The World Bank forecasts Egypt’s economy would grow by 5.8% this fiscal year. The projection is lower than the government’s target of 6-7%.
In a country note released last weekend, the World Bank inched up its growth estimate for Egypt’s gross domestic product (GDP) in the last fiscal year to 5.6% from 5.5%, matching the government’s figure.
The available quarterly data on MENA economics illustrated that Egypt’s growth rate increased to 5.7 percent. Egypt is followed in the growth rate country ratings by Iraq, whose growth rate stands at 4.3 percent, Israel at three percent, Kuwait at 2.6 percent and Morocco at 2.5 percent.
According to the Washington-based lender, Egypt is sustaining its robust growth, fiscal outturns are improving, and external accounts are stabilizing at broadly favorable levels.
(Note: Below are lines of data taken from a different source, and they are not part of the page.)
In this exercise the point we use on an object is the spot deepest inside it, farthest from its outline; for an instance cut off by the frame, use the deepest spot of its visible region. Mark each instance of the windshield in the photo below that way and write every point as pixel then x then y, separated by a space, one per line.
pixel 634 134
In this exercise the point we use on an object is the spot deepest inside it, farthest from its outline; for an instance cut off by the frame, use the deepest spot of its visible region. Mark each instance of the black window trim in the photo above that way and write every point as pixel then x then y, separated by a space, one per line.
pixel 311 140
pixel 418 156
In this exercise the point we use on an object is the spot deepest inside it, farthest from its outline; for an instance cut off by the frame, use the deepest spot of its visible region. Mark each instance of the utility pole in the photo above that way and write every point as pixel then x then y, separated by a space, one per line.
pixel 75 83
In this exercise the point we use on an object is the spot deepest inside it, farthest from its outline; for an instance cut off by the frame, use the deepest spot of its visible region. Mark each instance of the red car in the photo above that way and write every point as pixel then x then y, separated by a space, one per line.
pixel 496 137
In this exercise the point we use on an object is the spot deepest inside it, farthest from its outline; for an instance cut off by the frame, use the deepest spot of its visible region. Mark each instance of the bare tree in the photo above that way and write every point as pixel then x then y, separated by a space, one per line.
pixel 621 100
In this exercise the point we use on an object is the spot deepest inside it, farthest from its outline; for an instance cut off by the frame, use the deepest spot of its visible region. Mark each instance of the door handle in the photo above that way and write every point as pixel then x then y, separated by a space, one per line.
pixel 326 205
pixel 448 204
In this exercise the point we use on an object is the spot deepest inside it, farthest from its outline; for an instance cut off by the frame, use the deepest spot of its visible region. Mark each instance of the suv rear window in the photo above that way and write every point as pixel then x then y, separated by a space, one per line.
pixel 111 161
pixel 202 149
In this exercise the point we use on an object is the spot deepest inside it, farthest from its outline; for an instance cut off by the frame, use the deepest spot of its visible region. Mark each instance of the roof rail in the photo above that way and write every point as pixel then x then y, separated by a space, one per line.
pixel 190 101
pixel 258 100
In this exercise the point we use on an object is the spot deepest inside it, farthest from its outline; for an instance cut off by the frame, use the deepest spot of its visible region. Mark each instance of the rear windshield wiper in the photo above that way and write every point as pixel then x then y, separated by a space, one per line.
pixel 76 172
The financial institution expects growth to rise to 6% in the fiscal year 2020/2021, assuming that macroeconomic reforms continue and the business environment improves.
With the completion in July of a program of tough reforms agreed with the IMF under a $12bn loan deal, Egyptian officials boast that they have staved off collapse and set the economy on a more sustainable path.
Economic growth accelerated to 5.6 per cent in the fiscal year that ended in June, the highest level since 2010. Debt and the budget deficit, though still hefty, have been on a downward trend. The deficit fell to 8.2 per cent of gross domestic product this June down from 12.2 per cent three years ago.
World Bank report in July warned that “non-oil private sector activity continues to be stifled by a challenging business environment”.